Virginia Fonseca chegou à Espanha para acompanhar o Brasil na Copa do Mundo de 2026 com uma seleção de bolsas de luxo que, somadas, superam o valor de um carro zero na concessionária. Birkin, Kelly, os clássicos de sempre. Ela mesma mostrou nos stories, uma por uma, como quem apresenta o elenco.
O contexto pesa um pouco. As últimas semanas foram de rumores sobre o casamento com Zé Felipe, aquela espécie de fogo baixo que a internet mantém aceso até alguém postar alguma coisa que “prove” algo. Ninguém confirmou nada, nenhum comunicado, só aquele silêncio que dura exatamente tempo suficiente pra virar pauta.
Aí ela desembarca em Madri com uma Hermès debaixo do braço e os comentários fazem o trabalho sozinhos.

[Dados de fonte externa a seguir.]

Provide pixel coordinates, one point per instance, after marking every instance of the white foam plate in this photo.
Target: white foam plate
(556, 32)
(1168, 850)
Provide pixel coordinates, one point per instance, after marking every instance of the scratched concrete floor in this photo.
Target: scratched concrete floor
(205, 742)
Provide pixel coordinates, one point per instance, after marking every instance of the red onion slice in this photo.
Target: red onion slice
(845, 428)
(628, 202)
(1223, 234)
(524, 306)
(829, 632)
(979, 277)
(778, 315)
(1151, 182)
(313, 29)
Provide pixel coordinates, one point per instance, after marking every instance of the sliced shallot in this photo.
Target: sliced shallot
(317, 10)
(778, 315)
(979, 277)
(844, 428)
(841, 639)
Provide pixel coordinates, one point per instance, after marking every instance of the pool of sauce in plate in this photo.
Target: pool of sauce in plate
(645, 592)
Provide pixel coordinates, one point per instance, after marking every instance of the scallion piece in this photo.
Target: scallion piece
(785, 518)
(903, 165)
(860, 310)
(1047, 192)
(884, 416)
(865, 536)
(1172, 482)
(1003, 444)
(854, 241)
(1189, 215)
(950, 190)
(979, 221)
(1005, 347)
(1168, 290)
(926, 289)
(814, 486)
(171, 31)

Tem uma coisa curiosa no timing. Quando a narrativa ao redor de uma pessoa começa a sair do controle, o guarda-roupa costuma ser a primeira resposta. Não é cálculo, ou talvez seja, mas funciona: ninguém fica comentando separação quando tem uma Birkin bordeaux pra identificar na tela.

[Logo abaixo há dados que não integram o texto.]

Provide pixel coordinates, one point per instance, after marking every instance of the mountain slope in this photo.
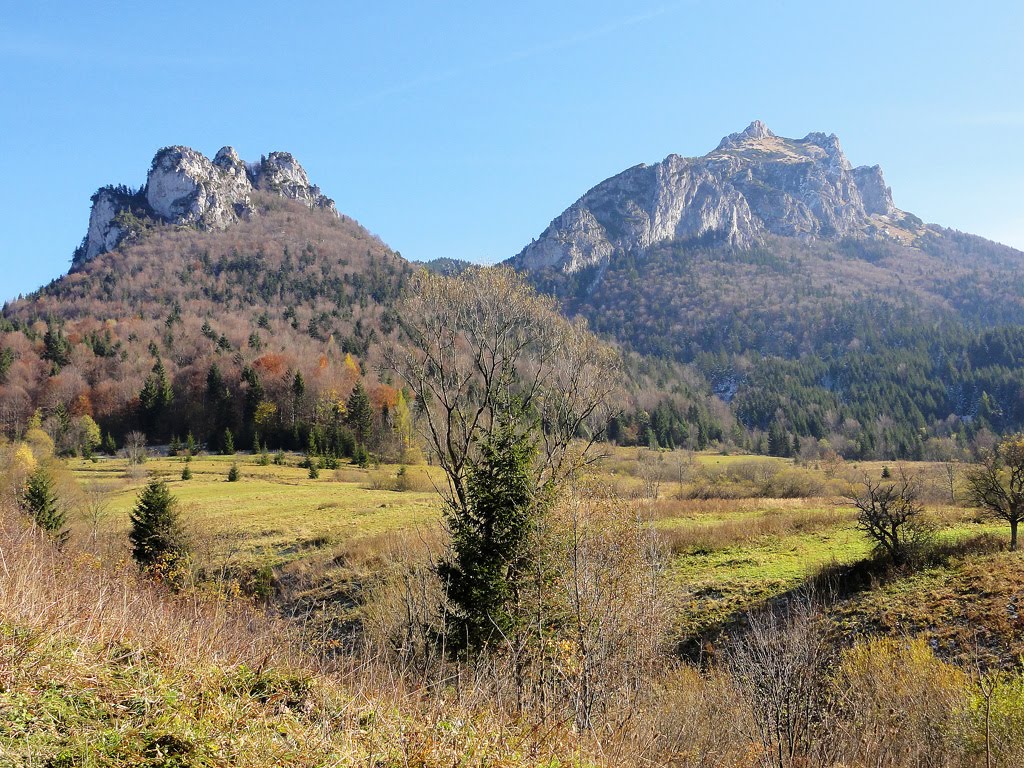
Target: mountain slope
(806, 298)
(217, 307)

Os valores que circulam dão conta de peças entre R$ 80 mil e R$ 200 mil cada, dependendo do modelo e da raridade. Pra ter referência: uma Birkin 25 em couro Togo sai na faixa de R$ 120 mil em câmbio atual, se você conseguir comprar direto na boutique, o que já é outra conversa.

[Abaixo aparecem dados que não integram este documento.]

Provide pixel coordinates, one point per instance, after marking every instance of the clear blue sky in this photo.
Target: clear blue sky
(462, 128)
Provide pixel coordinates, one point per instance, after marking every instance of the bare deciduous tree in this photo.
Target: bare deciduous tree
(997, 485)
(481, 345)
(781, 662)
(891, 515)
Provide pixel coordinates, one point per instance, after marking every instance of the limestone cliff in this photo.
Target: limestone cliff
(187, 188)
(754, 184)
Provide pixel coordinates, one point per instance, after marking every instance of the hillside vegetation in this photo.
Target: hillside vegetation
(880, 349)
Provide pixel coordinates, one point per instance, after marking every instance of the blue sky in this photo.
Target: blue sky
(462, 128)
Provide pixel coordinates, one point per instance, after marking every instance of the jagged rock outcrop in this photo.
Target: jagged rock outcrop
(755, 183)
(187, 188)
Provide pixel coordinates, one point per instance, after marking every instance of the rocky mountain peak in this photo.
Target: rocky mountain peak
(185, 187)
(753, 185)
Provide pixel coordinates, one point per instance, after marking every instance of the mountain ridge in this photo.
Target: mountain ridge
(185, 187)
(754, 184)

Virginia tem o tamanho de influência que justifica esse tipo de coleção, isso é fato. O canal dela entrega números que marcas europeias nem sonham em replicar com qualquer outra parceria brasileira. As bolsas podem ser investimento, podem ser presente, podem ser as duas coisas.
Mas vou falar uma coisa: a gente percebe quando o volume da ostentação sobe junto com o volume do boato. Pode ser coincidência. Provavelmente é. A Copa é Copa, o Brasil joga, ela vai torcer, as bolsas sempre foram assim.
Mesmo assim, ninguém parou o scroll na foto do estádio.